The Hierarchy at a Glance
| Game | Weight | Players | Time | Best For |
|---|---|---|---|---|
| Ark Nova | 3.80 | 1-4 | 90-150 min | The benchmark |
| Carnegie | 3.82 | 1-4 | 90-120 min | Same depth, more interaction |
| Terraforming Mars | 3.27 | 1-5 | ~120 min | Card engine, sci-fi |
| Everdell | 2.83 | 1-4 | 40-80 min | Beautiful mid-weight |
| Wingspan | 2.48 | 1-5 | 40-70 min | Gateway & nature classics |
| Meadow | 2.25 | 1-4 | 60-90 min | Contemplative & beautiful |
| PARKS | 2.13 | 1-5 | 30-60 min | Gateway + stunning production |
| Cascadia | 1.84 | 1-4 | 30-45 min | Quick nature fix |
All weights and rankings verified via BGG (May 2026).
Where to Start
You want something just as hard: Play Carnegie. It matches Ark Nova’s complexity weight almost exactly and delivers a similarly ambitious strategic experience.

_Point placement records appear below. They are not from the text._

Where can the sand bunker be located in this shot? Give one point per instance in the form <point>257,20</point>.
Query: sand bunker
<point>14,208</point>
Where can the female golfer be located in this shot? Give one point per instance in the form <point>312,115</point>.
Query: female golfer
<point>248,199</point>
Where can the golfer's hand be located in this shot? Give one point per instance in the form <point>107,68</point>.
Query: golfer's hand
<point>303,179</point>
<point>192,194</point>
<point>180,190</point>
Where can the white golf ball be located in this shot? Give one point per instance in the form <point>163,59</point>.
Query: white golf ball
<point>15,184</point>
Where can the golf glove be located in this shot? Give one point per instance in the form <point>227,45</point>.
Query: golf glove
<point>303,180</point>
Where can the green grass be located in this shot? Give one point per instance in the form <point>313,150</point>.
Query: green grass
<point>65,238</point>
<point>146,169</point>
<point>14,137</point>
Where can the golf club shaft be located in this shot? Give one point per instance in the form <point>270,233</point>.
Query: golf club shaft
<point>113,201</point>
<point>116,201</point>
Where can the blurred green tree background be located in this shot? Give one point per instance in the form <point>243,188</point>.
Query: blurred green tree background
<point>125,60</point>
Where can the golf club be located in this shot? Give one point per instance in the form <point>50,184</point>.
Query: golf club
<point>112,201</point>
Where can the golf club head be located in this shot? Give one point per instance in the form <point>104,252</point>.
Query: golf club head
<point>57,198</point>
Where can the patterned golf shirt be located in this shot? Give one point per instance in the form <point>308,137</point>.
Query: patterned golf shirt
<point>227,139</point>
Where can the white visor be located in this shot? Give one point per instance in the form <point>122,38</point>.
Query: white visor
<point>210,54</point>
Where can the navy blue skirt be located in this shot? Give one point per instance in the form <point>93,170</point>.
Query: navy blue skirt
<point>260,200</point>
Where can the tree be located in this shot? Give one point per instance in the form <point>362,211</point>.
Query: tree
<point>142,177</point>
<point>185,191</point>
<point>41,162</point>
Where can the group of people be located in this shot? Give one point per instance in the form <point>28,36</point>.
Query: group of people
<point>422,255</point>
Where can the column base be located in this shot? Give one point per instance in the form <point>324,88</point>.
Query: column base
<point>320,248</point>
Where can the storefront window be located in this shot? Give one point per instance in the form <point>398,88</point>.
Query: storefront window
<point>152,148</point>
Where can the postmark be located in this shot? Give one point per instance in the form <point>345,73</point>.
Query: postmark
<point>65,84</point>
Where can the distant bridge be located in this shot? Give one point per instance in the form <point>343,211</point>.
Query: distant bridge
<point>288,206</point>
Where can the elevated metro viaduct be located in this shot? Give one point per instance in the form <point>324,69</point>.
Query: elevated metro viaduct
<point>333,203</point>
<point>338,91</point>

You want the same card engine, lighter: Terraforming Mars. It’s the template Ark Nova refined - marginally lighter but mechanically kindred.
You want the nature theme with less overhead: Everdell at the medium-weight tier, Wingspan for something accessible enough to teach in 15 minutes.
You want 30 minutes and a beer: Cascadia. It’s fast, peaceful, and surprisingly deep for what it is.
Whatever you pick, you’ve already got great taste. Ark Nova is the #2 game on BGG for a reason - and most games on this list are in the top 220. You can’t really go wrong.
All BGG ratings, weights, and ranks accurate as of May 2026. Images sourced from BoardGameGeek.